MANILA, Philippines – The Philippine government is keeping all its options open amid growing tensions over the presence of Chinese vessels in the contested South China Sea, the Department of National Defense (DND) said.
Disputes over the resource-rich waters have escalated in March after the Philippine military spotted more than 200 Chinese boats at the Julian Felipe Reef.
China claims that the area is part of its traditional fishing ground and that the vessels there were not a maritime militia but fishing boats that were only seeking temporary shelter due to rough sea conditions.
The Philippine government, however, insists that Julian Felipe Reef is part of the Kalayaan Island Group and lies in the Exclusive Economic Zone of the Republic of the Philippines. It is located 175 nautical miles west of Bataraza town in Palawan and 638,229 nautical miles from Hainan Island.
The Philippine Department of Foreign Affairs has repeatedly fired off diplomatic protest and called for the immediate withdrawal of the vessels.
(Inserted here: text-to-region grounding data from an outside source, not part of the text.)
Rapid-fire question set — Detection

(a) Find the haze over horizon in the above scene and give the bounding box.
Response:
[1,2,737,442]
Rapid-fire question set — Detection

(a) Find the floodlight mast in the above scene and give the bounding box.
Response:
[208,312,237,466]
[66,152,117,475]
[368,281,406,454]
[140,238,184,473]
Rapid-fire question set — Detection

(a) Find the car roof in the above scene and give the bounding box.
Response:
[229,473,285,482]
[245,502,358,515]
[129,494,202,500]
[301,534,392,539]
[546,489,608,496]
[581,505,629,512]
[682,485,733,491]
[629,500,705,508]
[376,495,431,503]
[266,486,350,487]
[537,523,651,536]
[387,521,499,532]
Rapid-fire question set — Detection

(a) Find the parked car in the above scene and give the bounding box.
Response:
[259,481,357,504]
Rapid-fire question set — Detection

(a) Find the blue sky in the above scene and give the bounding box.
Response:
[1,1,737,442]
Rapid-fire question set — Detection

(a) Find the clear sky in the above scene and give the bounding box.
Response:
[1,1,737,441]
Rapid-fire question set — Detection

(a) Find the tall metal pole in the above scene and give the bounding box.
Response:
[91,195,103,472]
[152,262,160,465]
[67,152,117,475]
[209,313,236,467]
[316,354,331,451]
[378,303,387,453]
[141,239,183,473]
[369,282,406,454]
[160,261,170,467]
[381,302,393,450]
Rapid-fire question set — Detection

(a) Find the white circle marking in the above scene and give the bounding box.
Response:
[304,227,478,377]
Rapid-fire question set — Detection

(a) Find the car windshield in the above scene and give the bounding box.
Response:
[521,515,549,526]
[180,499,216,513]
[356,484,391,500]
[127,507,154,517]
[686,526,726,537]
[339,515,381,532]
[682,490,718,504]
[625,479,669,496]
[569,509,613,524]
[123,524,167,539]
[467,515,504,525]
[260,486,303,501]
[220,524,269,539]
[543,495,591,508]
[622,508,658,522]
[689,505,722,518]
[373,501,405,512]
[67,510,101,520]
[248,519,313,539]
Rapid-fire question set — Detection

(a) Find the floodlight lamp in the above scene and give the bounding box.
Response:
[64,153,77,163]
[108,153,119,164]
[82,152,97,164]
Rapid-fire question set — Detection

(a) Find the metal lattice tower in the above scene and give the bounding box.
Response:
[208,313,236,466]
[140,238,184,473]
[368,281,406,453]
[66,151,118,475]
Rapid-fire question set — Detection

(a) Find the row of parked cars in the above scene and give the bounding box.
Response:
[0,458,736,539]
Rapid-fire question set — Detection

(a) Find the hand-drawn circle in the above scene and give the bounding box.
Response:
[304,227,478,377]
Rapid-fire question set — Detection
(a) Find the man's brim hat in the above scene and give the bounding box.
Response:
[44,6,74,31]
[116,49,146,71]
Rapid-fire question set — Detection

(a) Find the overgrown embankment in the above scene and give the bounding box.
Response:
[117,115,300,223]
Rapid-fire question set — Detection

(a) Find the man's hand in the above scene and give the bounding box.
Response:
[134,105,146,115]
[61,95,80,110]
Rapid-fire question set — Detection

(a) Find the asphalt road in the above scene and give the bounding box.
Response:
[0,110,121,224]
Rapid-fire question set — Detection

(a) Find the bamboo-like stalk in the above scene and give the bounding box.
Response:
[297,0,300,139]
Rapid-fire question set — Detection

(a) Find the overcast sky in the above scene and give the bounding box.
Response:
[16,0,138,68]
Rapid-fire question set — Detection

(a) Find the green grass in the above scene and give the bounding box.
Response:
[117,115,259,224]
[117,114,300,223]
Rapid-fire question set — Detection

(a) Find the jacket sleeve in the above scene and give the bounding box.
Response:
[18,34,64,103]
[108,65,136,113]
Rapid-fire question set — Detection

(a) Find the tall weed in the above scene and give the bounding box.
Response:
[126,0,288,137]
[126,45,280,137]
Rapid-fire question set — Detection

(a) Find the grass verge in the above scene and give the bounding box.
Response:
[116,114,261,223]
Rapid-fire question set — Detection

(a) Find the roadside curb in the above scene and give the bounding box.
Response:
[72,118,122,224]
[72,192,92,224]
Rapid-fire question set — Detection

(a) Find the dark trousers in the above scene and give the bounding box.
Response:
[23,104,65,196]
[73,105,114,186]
China, however, refused the appeals.
“As the situation in the West Philippine Sea evolves, we keep all our options open in managing the situation, including leveraging our partnerships with other nations such as the United States,” DND spokesperson Director Arsenio Andolong said in a statement.
Andolong’s issued the statement after the United States reminded China of Washington’s obligations to its treaty partners, including the Philippines, in the event of an attack in the waters.
“An armed attack against the Philippines’ armed forces, public vessels or aircraft in the Pacific, including in the South China Sea, will trigger our obligations under the US-Philippines Mutual Defense Treaty,” State Department spokesman Ned Price said on Wednesday.
“We share the concerns of our Philippine allies regarding the continued reported massing of PRC maritime militia near the Whitsun Reef,” Price said, referring to the People’s Republic of China.
Andolong said the United States’ admonition to China against the use of force on Philippine public vessels and aircraft, which are performing their constitutional mandate to protect and defend Philippine rights in the South China Sea, including the West Philippine Sea, “is an additional affirmation of the long-standing partnership between our two countries.”
“This also demonstrates the strength of our alliance and mutual commitment to promote the rules-based international order,” he added.
Andolong said the Philippines is closely coordinating with the United States on the matter of mutual defense.
“Both parties are committed to undertake their obligations under the Mutual Defense Treaty so that neither stands alone in these issues involving the two states’ inherent right of self-defense, individually and collectively,” he said.
“We remain committed to protecting and defending our national interests while upholding the security and stability in the region through a peaceful and rules-based approach,” he added.